而旁邊的那牀產婦,雖也輸着液,可人家蓋了厚厚的兩牀被子,輸着液的那隻手,還暖着一隻粉紅色的暖水袋。
袁藝凡心如死灰。
陳媽又問,“少奶奶,你究竟給不給你爸媽打電話?你要是不打,我就走了。等會兒你自己打車回去吧。”
可能陳媽看她也可憐。
丟了兩百塊錢在她的牀邊。
誰知道這個時候,袁藝凡垂下的雙眼用力一瞪。
本是疲憊無力的眼神突然露着一絲兇光,像是被激怒的野獸一樣,狠狠的,狠狠的瞪着陳媽。
直叫陳媽心裡一陣發麻,“少奶奶,你瞪我幹嘛。這個孩子本來就不是楚少的,楚家肯定不會管你的。”

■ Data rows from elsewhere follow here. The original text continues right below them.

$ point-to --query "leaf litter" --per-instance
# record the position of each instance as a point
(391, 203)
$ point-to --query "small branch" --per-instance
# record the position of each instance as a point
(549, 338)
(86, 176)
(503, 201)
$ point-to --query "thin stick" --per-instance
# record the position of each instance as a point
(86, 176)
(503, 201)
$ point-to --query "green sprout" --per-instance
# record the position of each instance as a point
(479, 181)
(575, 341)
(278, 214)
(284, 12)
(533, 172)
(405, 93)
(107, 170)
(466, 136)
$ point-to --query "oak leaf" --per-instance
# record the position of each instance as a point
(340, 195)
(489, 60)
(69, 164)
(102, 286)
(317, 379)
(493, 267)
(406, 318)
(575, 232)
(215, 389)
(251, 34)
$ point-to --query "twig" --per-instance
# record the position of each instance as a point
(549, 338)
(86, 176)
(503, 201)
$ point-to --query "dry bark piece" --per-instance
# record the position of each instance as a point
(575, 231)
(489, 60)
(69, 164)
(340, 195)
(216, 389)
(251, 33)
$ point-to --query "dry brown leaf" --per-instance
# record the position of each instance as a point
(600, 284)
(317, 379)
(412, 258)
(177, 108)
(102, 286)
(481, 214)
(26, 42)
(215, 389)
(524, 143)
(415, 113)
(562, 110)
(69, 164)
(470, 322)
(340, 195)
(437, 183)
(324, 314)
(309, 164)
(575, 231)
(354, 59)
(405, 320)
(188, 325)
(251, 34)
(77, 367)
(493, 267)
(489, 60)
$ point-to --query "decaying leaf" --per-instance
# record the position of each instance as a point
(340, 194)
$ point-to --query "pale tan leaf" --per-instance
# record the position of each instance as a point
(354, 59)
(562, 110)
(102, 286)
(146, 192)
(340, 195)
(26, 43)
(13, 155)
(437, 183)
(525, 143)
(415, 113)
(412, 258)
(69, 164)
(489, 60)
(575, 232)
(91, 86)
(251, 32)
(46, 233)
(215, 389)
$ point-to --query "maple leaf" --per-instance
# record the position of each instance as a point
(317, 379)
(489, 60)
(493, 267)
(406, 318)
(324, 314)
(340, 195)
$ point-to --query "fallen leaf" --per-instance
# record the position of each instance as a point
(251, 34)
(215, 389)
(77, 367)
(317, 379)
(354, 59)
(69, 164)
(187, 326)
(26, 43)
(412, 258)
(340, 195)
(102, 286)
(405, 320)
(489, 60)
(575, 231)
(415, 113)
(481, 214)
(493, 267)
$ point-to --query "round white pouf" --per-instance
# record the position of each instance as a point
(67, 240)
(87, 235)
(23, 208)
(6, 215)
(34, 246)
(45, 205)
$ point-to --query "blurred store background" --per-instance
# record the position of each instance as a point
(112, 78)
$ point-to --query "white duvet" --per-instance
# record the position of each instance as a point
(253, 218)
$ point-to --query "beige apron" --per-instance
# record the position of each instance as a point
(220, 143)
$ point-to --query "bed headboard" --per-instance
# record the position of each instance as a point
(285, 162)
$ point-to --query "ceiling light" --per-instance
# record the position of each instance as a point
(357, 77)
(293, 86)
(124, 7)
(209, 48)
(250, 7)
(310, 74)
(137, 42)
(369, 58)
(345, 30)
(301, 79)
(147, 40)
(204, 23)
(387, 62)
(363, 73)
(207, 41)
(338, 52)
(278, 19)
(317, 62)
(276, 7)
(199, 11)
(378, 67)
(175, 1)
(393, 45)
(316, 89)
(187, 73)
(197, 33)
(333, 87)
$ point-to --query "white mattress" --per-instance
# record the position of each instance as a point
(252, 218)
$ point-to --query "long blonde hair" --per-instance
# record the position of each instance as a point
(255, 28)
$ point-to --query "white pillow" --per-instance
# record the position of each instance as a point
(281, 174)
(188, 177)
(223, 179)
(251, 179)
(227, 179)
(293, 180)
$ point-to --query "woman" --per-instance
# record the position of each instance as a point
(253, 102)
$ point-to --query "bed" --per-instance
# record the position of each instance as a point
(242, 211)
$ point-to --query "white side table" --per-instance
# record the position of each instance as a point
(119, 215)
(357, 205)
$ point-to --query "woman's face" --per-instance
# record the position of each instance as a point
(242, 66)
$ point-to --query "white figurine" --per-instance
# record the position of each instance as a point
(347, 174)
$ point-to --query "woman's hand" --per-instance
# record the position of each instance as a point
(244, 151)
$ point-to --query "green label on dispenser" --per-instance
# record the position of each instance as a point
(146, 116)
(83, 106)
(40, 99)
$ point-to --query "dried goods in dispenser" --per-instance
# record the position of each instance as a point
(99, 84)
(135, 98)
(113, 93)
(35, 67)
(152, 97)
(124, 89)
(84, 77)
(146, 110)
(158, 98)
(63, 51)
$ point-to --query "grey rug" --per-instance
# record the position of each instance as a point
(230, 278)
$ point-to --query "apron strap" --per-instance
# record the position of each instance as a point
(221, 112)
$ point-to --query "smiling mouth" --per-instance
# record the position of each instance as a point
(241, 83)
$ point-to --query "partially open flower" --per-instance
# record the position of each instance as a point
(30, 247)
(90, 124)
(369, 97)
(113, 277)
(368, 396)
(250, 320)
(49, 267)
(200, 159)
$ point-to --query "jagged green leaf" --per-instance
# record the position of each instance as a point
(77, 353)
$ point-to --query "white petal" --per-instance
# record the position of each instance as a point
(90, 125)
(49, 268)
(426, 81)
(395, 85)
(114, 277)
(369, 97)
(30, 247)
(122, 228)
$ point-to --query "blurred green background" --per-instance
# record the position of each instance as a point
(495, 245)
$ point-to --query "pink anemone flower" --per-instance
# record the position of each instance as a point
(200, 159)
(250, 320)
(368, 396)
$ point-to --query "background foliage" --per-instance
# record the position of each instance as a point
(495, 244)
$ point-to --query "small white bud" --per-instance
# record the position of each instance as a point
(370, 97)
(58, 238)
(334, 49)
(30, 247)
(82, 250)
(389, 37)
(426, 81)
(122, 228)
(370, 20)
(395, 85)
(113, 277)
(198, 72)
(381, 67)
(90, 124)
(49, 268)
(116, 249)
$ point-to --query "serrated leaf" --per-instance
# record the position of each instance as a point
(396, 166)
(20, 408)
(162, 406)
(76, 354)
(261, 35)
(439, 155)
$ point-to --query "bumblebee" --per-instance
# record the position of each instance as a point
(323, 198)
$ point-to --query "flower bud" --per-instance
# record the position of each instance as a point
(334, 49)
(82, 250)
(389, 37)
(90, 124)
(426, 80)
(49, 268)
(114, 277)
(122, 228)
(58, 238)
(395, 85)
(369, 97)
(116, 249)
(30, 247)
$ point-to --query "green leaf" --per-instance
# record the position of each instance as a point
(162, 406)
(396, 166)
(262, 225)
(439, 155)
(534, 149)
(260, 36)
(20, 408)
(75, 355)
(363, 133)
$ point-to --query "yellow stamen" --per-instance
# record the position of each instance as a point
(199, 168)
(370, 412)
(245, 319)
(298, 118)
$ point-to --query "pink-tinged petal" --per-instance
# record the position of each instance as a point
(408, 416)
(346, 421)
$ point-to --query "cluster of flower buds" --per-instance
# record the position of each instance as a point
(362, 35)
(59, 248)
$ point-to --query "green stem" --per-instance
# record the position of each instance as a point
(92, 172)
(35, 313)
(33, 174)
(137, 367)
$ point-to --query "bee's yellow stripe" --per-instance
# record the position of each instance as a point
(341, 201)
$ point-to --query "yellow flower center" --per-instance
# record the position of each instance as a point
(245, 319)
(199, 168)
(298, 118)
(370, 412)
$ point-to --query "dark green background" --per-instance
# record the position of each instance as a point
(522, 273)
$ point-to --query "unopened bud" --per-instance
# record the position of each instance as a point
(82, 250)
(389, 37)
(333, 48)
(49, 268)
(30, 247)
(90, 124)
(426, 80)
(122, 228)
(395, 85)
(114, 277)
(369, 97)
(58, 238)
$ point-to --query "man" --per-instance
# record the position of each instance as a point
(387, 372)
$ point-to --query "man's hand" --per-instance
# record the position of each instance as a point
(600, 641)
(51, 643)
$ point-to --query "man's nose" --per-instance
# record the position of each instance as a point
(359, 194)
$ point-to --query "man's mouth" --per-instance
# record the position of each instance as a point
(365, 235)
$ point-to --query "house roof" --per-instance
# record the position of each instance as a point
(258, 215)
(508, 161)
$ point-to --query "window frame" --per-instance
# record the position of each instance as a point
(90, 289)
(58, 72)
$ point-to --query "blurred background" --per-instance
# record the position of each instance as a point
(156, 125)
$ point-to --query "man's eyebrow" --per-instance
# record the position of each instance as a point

陳媽不提還好,這一提袁藝凡似乎對所有的人都充滿了恨。
楚楠天。
楚韻。
喬小安。
雲墨。
所有的人,她都是恨的。
沒有喬小安,楚楠天就不會對她這麼冷。
沒有云墨,她的事情就不會被揭發。
還有楚韻,一直以來就看不起她,對她百般折磨。
而楚楠天……
楚楠天……
這個名字突然讓她更加的恨。
他從頭到尾都不愛她。
得不到的,那麼……
一個可怕的念頭,在袁藝凡的心裡滋生。
滋生。
陳媽不敢再看袁藝凡的眼睛。
怯生生說,“少奶奶,兩百塊錢的打車費,加手術醫藥費一共一千五百多塊,你還我一千五就好了。我也是工薪階層,在楚家當保姆也不容易。”
“……”袁藝凡緊緊的抓住被褥一角。
“這是欠條,你幫我籤個字吧。”陳媽已經寫好一張欠條,正要遞過袁藝凡時,看見她眼裡兇光畢露,突然又縮回手,“那,那就不簽了吧,但你一定要記得還我,我兒子考大學還要用錢呢。”
陳媽走後。
袁藝凡又問了醫生。
確認自己是不是真的不能再懷孕。
醫生給的答案還是一樣。
說她子-宮壁太薄了,颳了這一胎以後都不能再懷孕了。
“什麼叫太薄了,我這才第一胎。”
這語聲,虛弱中透着怒意。
“你都二十好幾的人了,你說你這才第一胎同,誰相信?”
“……”袁藝凡腦海裡隱約想起痛暈過去前,醫生說過手術失誤的話。
“不知道以前打了多少次胎,還裝什麼純潔。”
“我明明就是第一胎,爲什麼只流了一次產,就不能再懷孕了?你們必須賠我。”
“有力氣跟我們吵,不如好好休息。”醫生也懶得理她,這種醫療事故也見多了,能推脫責任的,當然會使命的推脫,所以轉身準備領着小護士離開。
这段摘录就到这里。